John Koren and Lyn Layton-Koren hope to have Sweet Home Carolina Vineyard and Winery, located at 3423 Old U.S. 421 Hwy E., open by late summer or fall and their goal is to provide a unique and different experience for wine drinkers.
“All of my wines are a little bit different because I want to give everybody something new to come to and new to try,” Layton-Koren said. “I think maybe that’s the artist in me coming out. I want to create something different and unique that nobody around here has really experienced.”
The couple, who lived in the Virginia Beach area until they retired, spent some time traveling the country in a motor home in search of a new place to call home. After visiting her brother in Clemmons, Layton-Koren said she and her husband decided to move to North Carolina.
“We didn’t know we were in the middle of wine country,” she said. “So once we discovered that, we started on Sundays, it was kind of a neat thing to do to go the different little wineries, have a glass of wine, taste the wines, sit on the porches and just visit with people and we got kind of hooked on the whole tasting room experience and the country tasting rooms especially. All of them are different. Everybody’s got a different unique something about them.”
They enjoyed visiting the area wineries so much, in fact, that they decided to try their hand at wine making.
“I started in our garage making wine,” Layton-Koren said. “The hobby kind of got carried away and before I knew it I had an entire tiny little winery in my garage.”

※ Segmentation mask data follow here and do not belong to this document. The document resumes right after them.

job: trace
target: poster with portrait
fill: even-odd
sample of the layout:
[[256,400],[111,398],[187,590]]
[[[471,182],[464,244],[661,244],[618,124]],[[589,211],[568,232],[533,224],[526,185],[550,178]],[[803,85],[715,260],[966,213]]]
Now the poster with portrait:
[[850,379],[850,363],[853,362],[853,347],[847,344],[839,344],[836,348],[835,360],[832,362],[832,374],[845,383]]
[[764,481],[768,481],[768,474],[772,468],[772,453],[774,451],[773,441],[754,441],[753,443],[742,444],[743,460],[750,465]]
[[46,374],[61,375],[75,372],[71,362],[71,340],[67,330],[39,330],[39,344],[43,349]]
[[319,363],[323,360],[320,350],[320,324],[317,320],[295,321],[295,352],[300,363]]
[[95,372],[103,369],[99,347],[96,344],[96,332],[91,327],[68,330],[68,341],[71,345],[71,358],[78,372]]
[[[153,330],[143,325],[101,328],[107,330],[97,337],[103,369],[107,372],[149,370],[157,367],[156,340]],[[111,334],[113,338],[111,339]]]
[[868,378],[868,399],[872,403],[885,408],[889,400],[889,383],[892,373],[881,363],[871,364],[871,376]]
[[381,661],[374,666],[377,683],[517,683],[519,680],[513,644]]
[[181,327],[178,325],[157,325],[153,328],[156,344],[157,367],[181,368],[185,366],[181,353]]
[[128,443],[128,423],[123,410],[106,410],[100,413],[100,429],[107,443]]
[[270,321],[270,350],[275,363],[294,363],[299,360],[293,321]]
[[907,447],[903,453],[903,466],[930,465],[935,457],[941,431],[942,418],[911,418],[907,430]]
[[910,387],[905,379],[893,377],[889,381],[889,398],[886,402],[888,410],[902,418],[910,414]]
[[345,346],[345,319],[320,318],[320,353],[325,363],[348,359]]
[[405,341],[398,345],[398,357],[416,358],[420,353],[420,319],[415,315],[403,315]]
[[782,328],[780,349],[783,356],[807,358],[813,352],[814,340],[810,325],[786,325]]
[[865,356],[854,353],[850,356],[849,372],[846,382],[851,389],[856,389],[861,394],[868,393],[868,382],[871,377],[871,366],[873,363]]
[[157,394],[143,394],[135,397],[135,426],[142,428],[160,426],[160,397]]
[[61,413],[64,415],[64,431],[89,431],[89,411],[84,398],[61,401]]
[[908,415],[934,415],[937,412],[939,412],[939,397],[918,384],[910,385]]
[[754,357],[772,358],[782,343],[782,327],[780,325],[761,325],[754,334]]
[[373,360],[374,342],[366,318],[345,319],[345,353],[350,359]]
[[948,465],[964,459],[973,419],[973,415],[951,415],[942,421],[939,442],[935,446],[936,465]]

The wines were served for friends, but an idea soon began to germinate about taking things a step further.
“We started entertaining the notion, sitting on the front porch of Hanover Park [Winery] at Michael and Amy’s, and talking about doing our own winery and tasting room and vineyard,” Layton-Koren said.
After planting their first grapes, six different hybrids, and making wine from their own grapes, they knew there was no turning back. Despite set backs with health concerns and other delays, the two kept moving forward with their dream of opening a winery.
The first bottling was done in June of a wine called Pure Country made entirely from tart cherries.
“The aroma, the taste, everything takes you back to your childhood,” Layton-Koren said. The original intention was to sweeten this wine with some added sugar, but upon tasting it, she said there was no way she could make any changes to it.
“It smells just like fresh picked tart cherries, it tastes just like fresh picked tart cherries and the taste was so perfect and the aroma was so perfect I said no we can’t mess with it,” she explained. “We just can’t because to me it’s something that stirs memories from when you were younger. That’s the sort of the thing I like to bring out with wines is to try and stir up memories from things that have happened in your life. That’s what I try and shoot for.”
When the tasting room opens later this summer, Sweet Home Carolina will offer 13 different wines, made from hybrid grapes not typically seen in this area. Planted on the property is a grape called Diamond, a favorite of Layton-Koren’s and something she felt was fated for her to grow as it was the only surviving plant from the harsh winter.
In addition to being made from some unusual hybrids like Edelweiss, Brianna and Noiret, the wines at Sweet Home Carolina also have unique names like Spirited, Wild Thing, Rebel without a Cause and Baby Girl. The inspiration for some of the names, Layton-Koren said, came from their beloved miniature horses, donkeys and their cockatoo called Baby Bird.
Visitors to the winery will get a chance to see Baby Bird, miniature horses Tinka, Candy, Daz, Clover, Diva, Enya and Esme and miniature donkeys Ruby and Jubilee. The wine labels also will feature images of the animals.
The goal, Layton-Koren said, for Sweet Home Carolina is to create a magical place for people to visit and enjoy wine, but most of all a place where people feel at home and comfortable.
“I’ve always believed a wine expert is somebody who knows what they like,” she said.